2017年8月26日土曜日

ミカドの肖像

今日,新国中劇場で「びわ湖ホール」制作のコミックオペラ「ミカド」を見てきたのだけれど,とても面白い演奏だったの,で,あたくしとGilbert &Sullivanの付き合いは結構長いの.
クラシック好きならG&Sのオペラのことは「話としては知っている」けど「見たことも聴いたこともない」音楽だらけだったの,当時は(昭和).
初めて映像を見たのは1978年制作のアメリカのコメディ映画「ファール・プレイ」の中だった.
サンフランシスコを訪問するローマ法王ピオ13世,実は暗殺計画があり,その場所が「ミカド上演中のサンフランシスコ・オペラ」・・・・なわけ無いじゃない.プロトコールでは天皇陛下と同列,諸王より格上のローマ法王を「ミカド」なんていうアチャラカオペラでもてなすなんて.
その頃はもう,ドイリー・カート・オペラカンパニーが虫の息で,嘗ての同オペラスター歌手ヴァレリー・マスターソンがゲスト出演してなんとか延命していた時.
あたくしもそのぐらいの頃から秋葉原の輸入盤を漁るようになり,幸いサー・マルコム・サージャントが当時の英国のスター歌手を集めて(ロイヤル・オペラの華,ラファエル・クーベリック夫人エルジー・モリソンやマージョリー・トーマス)ステレオ録音があり,よく聴きました.
当時の日本のオペラ界は,ヨーロッパに追いつけ追い越せで,やっと原語上演が始まったころ.「ミカド」だの「HMSピナフォー」なんか上演している場合じゃなかった.
G&Sをレパートリーに持つ劇団は,なんと名古屋の「スーパー一座」という劇団だった.名古屋の大須演芸場で八月と十二月,一ヶ月間演芸場を貸し切り,夏はオペラ,冬は歌舞伎を上演していた.その劇団の横浜公演がにぎわい座であったので見に行ったのが初めてのG&S体験.演目は「ユートピア国株式会社」G&Sの中ではヒットした作品ではないようだが,面白かった.
ここの劇団も東京オペラプロデュースのように「欧米では上演されるのに日本では上演られない曲」(東京オペラプロデュースの場合「だから上演されないんだよ」な作品もあるけど.)

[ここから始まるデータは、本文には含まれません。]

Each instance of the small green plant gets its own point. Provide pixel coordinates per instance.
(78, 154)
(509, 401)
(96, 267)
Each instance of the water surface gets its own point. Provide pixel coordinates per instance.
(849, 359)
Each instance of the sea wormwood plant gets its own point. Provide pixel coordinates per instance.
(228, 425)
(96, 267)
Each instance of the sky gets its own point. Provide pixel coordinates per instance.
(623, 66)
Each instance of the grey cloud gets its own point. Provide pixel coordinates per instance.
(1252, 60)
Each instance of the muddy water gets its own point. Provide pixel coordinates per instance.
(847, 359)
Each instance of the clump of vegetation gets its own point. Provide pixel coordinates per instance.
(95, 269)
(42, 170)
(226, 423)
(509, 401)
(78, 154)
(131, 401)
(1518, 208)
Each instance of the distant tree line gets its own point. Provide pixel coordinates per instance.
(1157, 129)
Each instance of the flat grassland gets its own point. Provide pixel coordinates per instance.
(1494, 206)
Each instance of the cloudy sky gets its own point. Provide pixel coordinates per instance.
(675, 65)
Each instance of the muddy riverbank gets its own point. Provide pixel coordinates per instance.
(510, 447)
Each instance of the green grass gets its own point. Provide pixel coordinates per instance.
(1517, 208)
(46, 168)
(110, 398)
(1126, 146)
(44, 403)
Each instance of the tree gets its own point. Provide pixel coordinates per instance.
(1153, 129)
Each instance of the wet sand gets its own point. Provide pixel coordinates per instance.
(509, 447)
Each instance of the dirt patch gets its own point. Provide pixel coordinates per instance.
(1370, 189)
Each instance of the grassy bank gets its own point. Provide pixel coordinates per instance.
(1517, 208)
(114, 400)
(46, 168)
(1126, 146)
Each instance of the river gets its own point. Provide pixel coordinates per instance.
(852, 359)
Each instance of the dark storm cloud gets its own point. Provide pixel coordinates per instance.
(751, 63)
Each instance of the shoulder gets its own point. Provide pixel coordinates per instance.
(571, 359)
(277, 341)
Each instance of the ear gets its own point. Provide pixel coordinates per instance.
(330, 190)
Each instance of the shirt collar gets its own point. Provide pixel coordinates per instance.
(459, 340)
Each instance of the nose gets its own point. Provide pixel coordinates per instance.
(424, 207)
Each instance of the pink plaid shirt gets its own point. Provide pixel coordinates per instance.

その後名古屋詣では続き「山賊」「サルタンバンク」「青ひげ」「カルメン」「パロマの前夜祭」とスーパー一座が解散するまで通いました.口コミで東京のオペラファンが大挙して通うようになりました.
ミカドは秩父オペラ(ミカドの都がthe town of Titipu」なので「秩父説」があるからで,2006年には英国で上演し,その凱旋公演を芸劇で見ましたが,中途半端に英語と日本語がちゃんぽんで,それほど楽しくはなかった記憶が.今回は違いました,徹頭徹尾楽しめました.では.